4. **Draft Availability Mid-Pipeline** — Notebook is usable after step 3 (generate), before step 4 (validate). User gets a draft immediately while validation runs in background. Annie currently blocks until entire operation completes. For long-running tasks, surfacing intermediate results feels much more responsive.

5. **Validation as Separate LLM Step** — The LLM reviews its own output for undefined variables, missing imports, and logical flow. Transferable to any Annie tool that generates code (`execute_python`, Claude Code delegation, subagent drafts).
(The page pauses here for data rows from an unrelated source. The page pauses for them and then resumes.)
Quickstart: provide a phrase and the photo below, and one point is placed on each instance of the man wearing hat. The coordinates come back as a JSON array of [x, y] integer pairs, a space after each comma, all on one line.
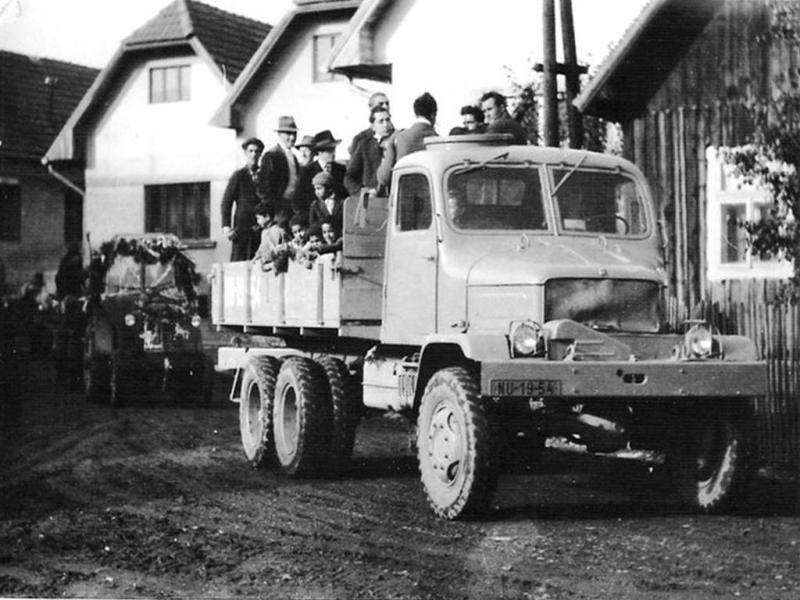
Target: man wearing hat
[[241, 192], [324, 144], [278, 176]]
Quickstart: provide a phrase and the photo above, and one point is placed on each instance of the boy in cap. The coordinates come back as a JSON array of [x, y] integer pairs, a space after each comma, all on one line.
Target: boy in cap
[[241, 192], [278, 177], [324, 144]]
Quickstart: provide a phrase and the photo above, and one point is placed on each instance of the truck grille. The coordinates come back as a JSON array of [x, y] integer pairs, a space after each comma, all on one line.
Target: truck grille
[[605, 304]]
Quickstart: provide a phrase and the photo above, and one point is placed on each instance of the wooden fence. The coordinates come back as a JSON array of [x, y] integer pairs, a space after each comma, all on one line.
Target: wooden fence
[[758, 310]]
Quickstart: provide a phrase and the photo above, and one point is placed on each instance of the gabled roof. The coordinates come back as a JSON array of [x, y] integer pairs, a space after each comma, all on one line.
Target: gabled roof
[[354, 53], [270, 51], [224, 40], [648, 52], [37, 97]]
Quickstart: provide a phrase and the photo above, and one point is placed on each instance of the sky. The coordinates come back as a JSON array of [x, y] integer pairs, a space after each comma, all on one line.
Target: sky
[[89, 31]]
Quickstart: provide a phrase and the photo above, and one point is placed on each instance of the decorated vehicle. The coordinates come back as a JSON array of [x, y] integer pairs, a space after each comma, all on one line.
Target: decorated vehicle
[[501, 296], [143, 329]]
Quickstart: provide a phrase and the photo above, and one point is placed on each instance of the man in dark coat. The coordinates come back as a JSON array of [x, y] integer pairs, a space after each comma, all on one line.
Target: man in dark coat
[[241, 192], [279, 172], [493, 105], [409, 140], [362, 170], [324, 145]]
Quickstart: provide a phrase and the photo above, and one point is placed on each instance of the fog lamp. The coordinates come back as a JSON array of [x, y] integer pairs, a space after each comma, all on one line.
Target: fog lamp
[[527, 339], [698, 341]]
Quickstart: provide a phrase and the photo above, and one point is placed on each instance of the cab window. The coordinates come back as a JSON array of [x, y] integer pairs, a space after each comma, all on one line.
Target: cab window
[[413, 203]]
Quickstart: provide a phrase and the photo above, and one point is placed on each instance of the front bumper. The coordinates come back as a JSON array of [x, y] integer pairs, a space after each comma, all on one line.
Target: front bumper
[[535, 378]]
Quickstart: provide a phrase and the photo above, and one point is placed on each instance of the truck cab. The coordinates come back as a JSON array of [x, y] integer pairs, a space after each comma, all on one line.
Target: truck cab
[[501, 296]]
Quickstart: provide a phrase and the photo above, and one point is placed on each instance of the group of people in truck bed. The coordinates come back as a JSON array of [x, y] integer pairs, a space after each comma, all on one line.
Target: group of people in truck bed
[[287, 203]]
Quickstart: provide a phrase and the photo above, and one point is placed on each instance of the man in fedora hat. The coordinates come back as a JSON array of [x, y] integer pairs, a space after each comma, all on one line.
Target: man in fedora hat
[[324, 144], [278, 177], [241, 193]]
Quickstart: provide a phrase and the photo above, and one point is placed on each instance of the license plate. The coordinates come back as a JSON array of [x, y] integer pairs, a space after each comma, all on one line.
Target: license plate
[[525, 387]]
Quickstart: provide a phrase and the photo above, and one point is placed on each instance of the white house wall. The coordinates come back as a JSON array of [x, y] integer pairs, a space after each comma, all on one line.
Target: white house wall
[[136, 143], [289, 89]]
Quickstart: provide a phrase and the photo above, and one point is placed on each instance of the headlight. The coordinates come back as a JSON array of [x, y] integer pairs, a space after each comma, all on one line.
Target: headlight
[[527, 340], [698, 341]]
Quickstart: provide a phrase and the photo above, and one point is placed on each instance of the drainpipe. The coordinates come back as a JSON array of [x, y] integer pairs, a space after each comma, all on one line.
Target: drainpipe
[[63, 179]]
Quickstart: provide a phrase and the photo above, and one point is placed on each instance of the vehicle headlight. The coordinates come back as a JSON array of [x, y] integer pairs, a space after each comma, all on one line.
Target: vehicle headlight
[[527, 339], [698, 341]]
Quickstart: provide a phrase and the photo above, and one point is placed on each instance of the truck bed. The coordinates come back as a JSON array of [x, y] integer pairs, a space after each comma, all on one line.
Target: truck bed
[[339, 295]]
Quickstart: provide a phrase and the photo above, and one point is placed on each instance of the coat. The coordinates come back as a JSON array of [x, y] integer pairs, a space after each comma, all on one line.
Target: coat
[[274, 178], [402, 143]]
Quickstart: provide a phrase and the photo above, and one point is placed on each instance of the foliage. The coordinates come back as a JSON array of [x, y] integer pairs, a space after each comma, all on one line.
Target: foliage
[[771, 163], [148, 251]]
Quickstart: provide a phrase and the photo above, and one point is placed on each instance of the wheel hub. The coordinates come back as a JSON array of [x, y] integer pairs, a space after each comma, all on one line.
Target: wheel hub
[[446, 444]]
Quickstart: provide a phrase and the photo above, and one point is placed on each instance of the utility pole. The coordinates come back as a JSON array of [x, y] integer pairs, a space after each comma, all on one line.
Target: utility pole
[[569, 68]]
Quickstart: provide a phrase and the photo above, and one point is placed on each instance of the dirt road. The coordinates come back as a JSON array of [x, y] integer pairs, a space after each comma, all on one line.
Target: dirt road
[[157, 501]]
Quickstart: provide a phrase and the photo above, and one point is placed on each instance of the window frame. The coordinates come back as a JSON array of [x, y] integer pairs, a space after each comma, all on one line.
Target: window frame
[[724, 188], [184, 88], [202, 232]]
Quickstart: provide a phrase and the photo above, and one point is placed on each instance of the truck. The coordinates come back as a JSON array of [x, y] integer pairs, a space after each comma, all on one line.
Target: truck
[[500, 296]]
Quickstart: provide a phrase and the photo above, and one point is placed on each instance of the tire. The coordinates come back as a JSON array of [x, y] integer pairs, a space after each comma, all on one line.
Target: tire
[[255, 411], [454, 446], [96, 373], [708, 459], [121, 384], [346, 407], [302, 417]]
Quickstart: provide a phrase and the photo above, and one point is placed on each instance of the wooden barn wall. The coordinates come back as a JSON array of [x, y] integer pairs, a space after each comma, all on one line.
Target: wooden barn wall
[[708, 99]]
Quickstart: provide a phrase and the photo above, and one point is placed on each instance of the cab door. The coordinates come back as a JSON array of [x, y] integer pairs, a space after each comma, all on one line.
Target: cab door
[[410, 279]]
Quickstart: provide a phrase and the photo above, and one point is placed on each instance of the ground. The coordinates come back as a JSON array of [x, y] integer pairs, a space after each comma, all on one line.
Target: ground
[[156, 500]]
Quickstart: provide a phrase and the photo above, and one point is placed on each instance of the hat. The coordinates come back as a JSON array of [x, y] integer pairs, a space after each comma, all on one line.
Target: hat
[[322, 178], [253, 141], [286, 124], [306, 142], [324, 140]]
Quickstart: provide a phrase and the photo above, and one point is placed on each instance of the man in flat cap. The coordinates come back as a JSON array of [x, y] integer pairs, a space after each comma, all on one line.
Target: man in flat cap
[[239, 202], [278, 176], [324, 144]]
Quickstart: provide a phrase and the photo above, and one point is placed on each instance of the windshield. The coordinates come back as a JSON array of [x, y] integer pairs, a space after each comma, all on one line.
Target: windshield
[[599, 202], [496, 198], [125, 275]]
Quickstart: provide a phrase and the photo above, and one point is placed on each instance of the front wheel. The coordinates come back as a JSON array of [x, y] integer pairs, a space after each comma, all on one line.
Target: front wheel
[[454, 445], [709, 460]]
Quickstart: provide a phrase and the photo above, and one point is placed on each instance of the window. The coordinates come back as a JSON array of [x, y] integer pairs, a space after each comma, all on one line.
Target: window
[[595, 201], [413, 203], [500, 198], [10, 213], [729, 203], [323, 46], [73, 217], [169, 84], [179, 208]]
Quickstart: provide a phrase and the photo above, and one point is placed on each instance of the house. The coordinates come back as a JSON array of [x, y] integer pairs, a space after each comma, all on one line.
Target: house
[[40, 208], [682, 82], [288, 75], [153, 160]]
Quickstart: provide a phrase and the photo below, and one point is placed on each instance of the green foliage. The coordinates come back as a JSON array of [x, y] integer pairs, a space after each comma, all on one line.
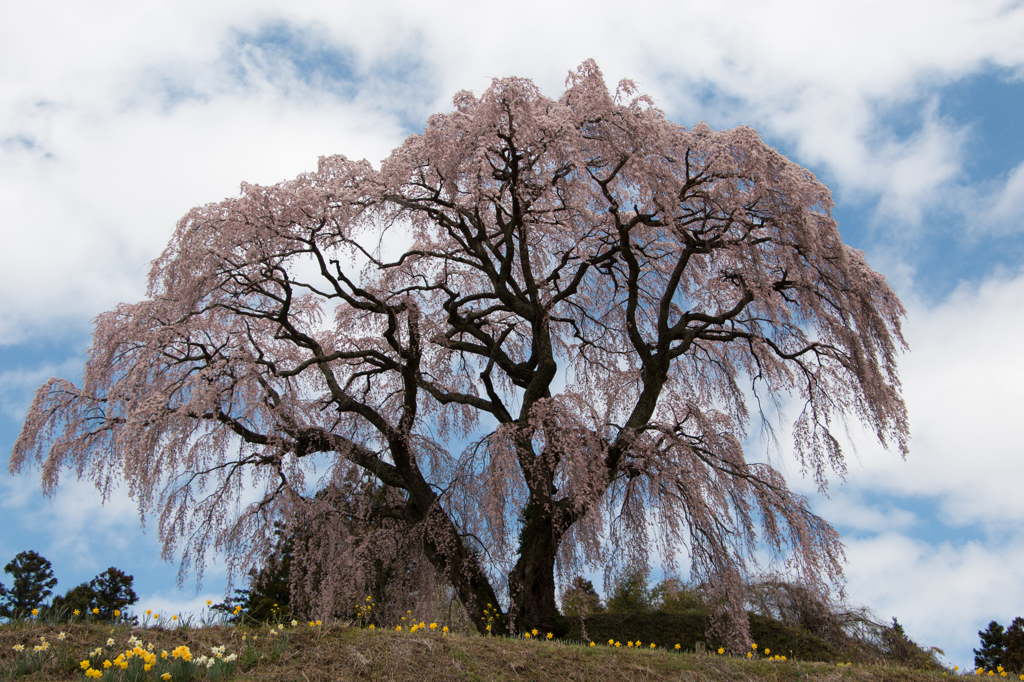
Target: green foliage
[[1013, 641], [33, 580], [901, 649], [674, 596], [990, 654], [268, 597], [78, 598], [630, 593], [113, 591], [581, 599], [1001, 647]]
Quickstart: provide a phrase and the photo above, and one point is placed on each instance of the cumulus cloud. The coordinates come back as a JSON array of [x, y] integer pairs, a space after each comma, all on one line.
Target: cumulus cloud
[[113, 130]]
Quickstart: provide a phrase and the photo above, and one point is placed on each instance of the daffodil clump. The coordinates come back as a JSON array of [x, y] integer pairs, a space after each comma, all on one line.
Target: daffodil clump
[[998, 672], [138, 663]]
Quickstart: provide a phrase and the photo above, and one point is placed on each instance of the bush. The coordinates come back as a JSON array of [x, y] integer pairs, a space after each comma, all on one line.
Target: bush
[[33, 580], [630, 593]]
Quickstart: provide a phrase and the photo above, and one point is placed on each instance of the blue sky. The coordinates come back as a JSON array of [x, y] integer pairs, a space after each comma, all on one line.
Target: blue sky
[[117, 118]]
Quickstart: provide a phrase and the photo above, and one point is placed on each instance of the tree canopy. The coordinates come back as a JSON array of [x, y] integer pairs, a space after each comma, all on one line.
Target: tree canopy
[[526, 333], [33, 576]]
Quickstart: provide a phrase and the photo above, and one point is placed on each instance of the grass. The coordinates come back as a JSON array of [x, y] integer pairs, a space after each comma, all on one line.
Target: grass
[[342, 651]]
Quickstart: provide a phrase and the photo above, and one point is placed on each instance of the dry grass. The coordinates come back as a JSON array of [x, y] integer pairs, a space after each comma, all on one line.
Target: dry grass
[[339, 652]]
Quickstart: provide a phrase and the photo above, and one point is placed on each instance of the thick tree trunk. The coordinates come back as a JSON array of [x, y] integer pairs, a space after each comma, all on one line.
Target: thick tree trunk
[[532, 579], [450, 557]]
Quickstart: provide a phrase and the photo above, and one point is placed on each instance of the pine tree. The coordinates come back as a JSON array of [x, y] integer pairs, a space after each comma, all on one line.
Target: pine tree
[[33, 580], [1013, 646], [78, 598], [113, 592], [990, 653]]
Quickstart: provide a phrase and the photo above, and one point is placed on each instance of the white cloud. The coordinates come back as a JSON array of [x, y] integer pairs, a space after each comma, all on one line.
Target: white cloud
[[941, 594], [119, 118]]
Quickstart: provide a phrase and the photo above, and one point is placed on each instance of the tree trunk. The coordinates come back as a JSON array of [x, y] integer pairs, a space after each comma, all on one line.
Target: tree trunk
[[532, 579]]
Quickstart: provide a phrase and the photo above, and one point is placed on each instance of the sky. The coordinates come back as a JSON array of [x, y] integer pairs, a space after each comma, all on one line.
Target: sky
[[116, 118]]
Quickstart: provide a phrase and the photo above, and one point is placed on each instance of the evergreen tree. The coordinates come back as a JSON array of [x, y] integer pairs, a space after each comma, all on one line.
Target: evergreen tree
[[33, 580], [630, 593], [79, 598], [581, 599], [1013, 646], [990, 653], [113, 591]]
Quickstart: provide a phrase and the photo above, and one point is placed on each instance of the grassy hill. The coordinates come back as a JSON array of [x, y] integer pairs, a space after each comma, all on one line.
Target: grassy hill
[[314, 653]]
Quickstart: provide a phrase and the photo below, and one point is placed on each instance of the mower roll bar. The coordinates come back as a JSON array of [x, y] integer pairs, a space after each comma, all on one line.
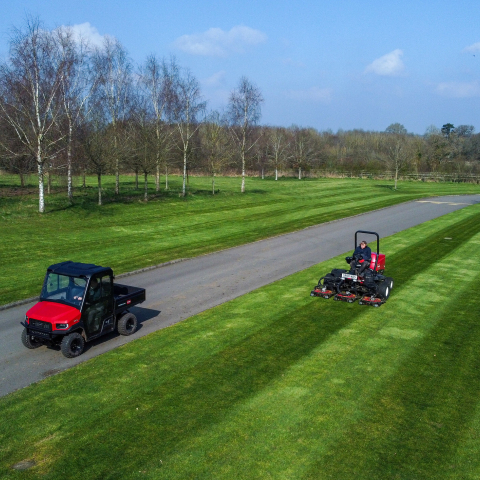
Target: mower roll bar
[[369, 233]]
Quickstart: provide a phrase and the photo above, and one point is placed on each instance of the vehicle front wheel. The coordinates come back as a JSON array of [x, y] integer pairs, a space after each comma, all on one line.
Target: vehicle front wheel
[[72, 345], [29, 341], [127, 324]]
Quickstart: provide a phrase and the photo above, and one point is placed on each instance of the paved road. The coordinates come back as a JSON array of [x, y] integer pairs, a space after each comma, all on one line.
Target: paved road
[[180, 290]]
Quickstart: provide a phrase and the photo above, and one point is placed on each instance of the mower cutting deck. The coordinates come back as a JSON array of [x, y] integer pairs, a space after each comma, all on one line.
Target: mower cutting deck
[[371, 287]]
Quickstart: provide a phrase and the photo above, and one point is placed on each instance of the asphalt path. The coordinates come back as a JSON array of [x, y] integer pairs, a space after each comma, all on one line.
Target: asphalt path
[[182, 289]]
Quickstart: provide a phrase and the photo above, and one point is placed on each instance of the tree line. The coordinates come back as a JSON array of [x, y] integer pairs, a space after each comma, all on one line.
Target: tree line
[[70, 108]]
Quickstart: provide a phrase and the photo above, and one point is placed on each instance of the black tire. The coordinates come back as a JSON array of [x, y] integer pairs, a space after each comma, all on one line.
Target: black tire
[[29, 341], [127, 324], [72, 345], [383, 290]]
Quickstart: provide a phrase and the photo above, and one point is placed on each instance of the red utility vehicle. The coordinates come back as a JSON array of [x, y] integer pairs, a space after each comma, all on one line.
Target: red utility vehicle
[[369, 288], [79, 302]]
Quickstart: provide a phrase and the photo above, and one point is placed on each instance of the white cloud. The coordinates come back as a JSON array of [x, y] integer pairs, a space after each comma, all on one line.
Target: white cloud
[[459, 89], [293, 63], [474, 48], [218, 43], [313, 94], [87, 32], [216, 80], [389, 65]]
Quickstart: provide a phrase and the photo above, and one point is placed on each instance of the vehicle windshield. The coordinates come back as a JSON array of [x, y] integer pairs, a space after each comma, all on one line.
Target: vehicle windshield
[[64, 289]]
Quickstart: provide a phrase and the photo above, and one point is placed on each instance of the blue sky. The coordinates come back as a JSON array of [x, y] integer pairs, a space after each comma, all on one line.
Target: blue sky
[[329, 65]]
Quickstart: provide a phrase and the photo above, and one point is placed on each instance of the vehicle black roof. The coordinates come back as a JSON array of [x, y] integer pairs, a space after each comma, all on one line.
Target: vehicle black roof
[[77, 269]]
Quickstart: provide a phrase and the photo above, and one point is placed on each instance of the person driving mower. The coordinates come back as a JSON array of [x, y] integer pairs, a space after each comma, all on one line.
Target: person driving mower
[[363, 255]]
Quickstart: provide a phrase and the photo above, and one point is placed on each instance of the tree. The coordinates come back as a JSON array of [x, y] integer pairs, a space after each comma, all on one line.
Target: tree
[[447, 129], [114, 70], [30, 85], [215, 145], [142, 152], [157, 81], [396, 128], [398, 153], [465, 131], [302, 149], [278, 148], [187, 108], [76, 88], [244, 111]]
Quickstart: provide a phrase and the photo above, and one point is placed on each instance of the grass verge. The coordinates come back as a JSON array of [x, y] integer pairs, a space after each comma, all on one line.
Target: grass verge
[[277, 384], [127, 233]]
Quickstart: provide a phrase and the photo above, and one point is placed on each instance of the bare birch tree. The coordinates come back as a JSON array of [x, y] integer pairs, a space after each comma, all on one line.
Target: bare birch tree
[[30, 84], [278, 148], [76, 87], [244, 111], [187, 108], [157, 81], [215, 145], [114, 70]]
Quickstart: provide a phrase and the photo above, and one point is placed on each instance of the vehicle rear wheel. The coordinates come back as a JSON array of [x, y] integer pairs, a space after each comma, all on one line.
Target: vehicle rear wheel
[[29, 341], [72, 345], [384, 290], [127, 324], [389, 282]]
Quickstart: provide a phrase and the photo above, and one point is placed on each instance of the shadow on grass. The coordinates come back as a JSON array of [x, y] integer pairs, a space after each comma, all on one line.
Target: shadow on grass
[[171, 413], [413, 428]]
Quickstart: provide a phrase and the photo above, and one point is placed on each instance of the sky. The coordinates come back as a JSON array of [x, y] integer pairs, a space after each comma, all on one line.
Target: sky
[[337, 65]]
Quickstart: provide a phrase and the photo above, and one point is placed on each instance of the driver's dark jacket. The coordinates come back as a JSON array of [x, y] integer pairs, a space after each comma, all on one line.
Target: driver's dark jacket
[[364, 253]]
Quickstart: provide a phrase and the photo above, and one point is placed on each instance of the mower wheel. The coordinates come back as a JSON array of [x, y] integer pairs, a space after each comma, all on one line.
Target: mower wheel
[[127, 324], [389, 282], [384, 290], [29, 341], [72, 345]]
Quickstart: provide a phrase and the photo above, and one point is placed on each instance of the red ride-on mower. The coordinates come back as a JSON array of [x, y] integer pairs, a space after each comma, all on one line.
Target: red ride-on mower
[[369, 288]]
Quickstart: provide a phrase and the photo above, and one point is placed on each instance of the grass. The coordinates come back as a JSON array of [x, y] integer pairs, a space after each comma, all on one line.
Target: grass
[[127, 233], [277, 384]]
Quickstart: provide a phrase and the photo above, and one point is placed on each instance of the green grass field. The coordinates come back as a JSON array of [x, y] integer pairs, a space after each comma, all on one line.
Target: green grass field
[[127, 233], [277, 384]]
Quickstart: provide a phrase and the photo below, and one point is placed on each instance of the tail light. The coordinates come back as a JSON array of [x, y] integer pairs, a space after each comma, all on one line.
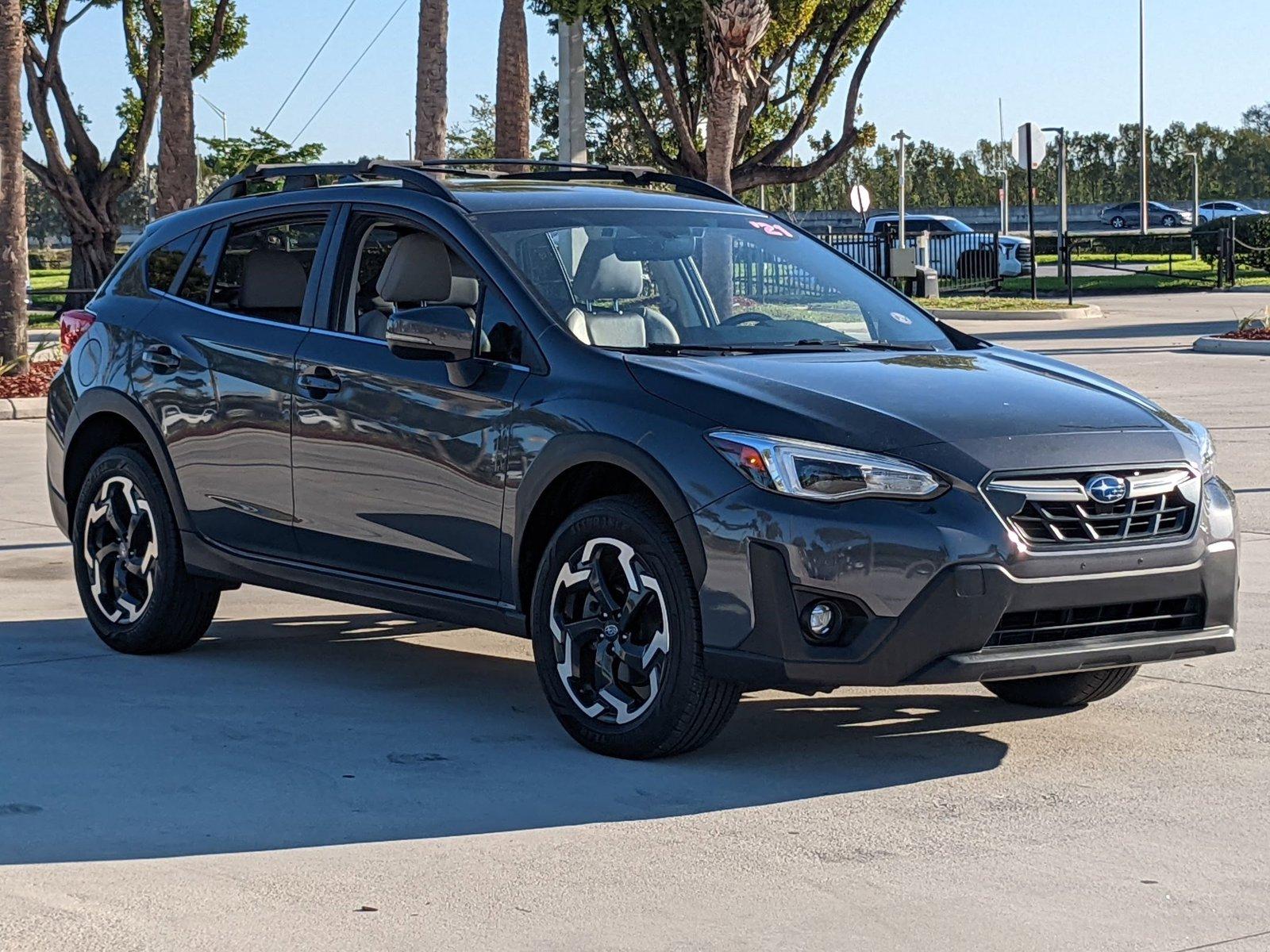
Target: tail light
[[73, 325]]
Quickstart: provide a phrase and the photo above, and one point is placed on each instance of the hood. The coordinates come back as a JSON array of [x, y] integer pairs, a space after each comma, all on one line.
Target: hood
[[887, 401]]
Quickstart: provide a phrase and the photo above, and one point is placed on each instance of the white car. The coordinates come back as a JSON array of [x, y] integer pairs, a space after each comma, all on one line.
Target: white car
[[1225, 209], [952, 239]]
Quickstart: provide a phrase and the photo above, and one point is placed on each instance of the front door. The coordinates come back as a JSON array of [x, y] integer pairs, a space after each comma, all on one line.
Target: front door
[[216, 371], [398, 470]]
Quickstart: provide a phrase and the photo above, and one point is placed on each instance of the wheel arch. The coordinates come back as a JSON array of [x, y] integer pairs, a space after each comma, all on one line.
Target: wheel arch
[[105, 418], [578, 469]]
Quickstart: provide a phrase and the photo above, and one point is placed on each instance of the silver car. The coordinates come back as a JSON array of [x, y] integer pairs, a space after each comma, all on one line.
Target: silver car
[[1128, 215]]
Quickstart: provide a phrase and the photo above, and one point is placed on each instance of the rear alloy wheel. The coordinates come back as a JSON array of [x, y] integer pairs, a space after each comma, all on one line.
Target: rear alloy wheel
[[1064, 689], [131, 578], [618, 636]]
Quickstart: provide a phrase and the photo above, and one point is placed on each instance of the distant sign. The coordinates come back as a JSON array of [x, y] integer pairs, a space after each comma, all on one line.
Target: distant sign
[[860, 198], [1029, 131]]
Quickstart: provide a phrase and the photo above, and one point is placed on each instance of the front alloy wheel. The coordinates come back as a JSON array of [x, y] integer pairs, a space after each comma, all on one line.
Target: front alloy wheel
[[611, 631]]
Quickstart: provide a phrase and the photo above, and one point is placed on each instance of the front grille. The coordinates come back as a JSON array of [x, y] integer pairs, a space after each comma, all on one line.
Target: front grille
[[1095, 621], [1057, 511]]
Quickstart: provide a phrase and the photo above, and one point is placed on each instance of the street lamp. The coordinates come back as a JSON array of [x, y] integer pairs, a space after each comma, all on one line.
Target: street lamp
[[901, 137], [1194, 158]]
## Revised Decision: Kernel-Orchestrated Agent

**Original verdict** was "just use Claude Code CLI." But further exploration revealed that Annie's kernel `AgentOrchestrator` (`orchestrator.py`) natively supports multi-step chained pipelines — making a first-class paper-to-notebook agent trivial to build (~200 lines, zero kernel extensions).

### Architecture

```
Telegram: "Convert this paper: https://arxiv.org/abs/XXXX.XXXXX"
  → Annie intent recognition → kernel TaskQueue.submit(priority=NORMAL)
  → PaperToNotebookOrchestrator (3 stages, Claude API):
      Stage 1: ANALYZE  — httpx downloads PDF, Claude extracts structure/algorithms
      Stage 2: GENERATE — Claude produces complete notebook cells (chained from stage 1)
      Stage 3: VALIDATE — Claude self-reviews for undefined vars, missing imports, fixes
  → .ipynb saved to ~/.her-os/annie/task_results/<task-id>.ipynb
  → Telegram bot sends file attachment
```

### Components Needed

| Component | File | Lines |
|-----------|------|-------|
| Orchestrator subclass | `paper_notebook_agent.py` (new) | ~150 |
| Agent YAML definition | `agents/paper-to-notebook.yaml` (new) | ~15 |
| Tool schema + dispatch | `text_llm.py` (modify) | ~20 |
| ToolAdapter | `tool_adapters.py` (modify) | ~15 |
| Dependency | `requirements.txt` (+nbformat) | 1 |

### Why This Works Natively

- `AgentOrchestrator` (`orchestrator.py:86-283`) — template method pattern, sequential stages with output chaining, per-stage retries, approval gates
- `AgentDiscovery` (`agent_discovery.py:124-272`) — YAML-driven, hot-reload on file change
- `TaskQueue` (`task_queue.py:32-327`) — priority scheduling, persistence, voice gating
- `task_delivery.py` — result files for Telegram pickup
- `httpx` already in requirements (for arXiv PDF download)
- Claude `AsyncAnthropic` already wired in `subagent_tools.py`

### Prompts to Steal from VizuaraAI Repo

The 4 prompt templates in `backend/app.py` (lines 60-255) are MIT-licensed. Key elements:
- 11-section notebook structure (title → problem intuition → imports → dataset → model → loss → baseline → main algorithm → inference → experiment → visualizations → summary)
- Constraint forcing: "NO placeholders", "use REAL PyTorch", explicit section count
- Validation checklist: undefined variables, missing imports, syntax errors, logical flow

We collapse their 4 steps to 3 (merge analyze+design into one Claude call — Claude handles both well in a single pass).

## Stealable Patterns (General)

Quick wins (#1 JSON repair, #2 concurrency semaphore) are adoptable independently of this project. See "Patterns Transferable to Annie" sections above.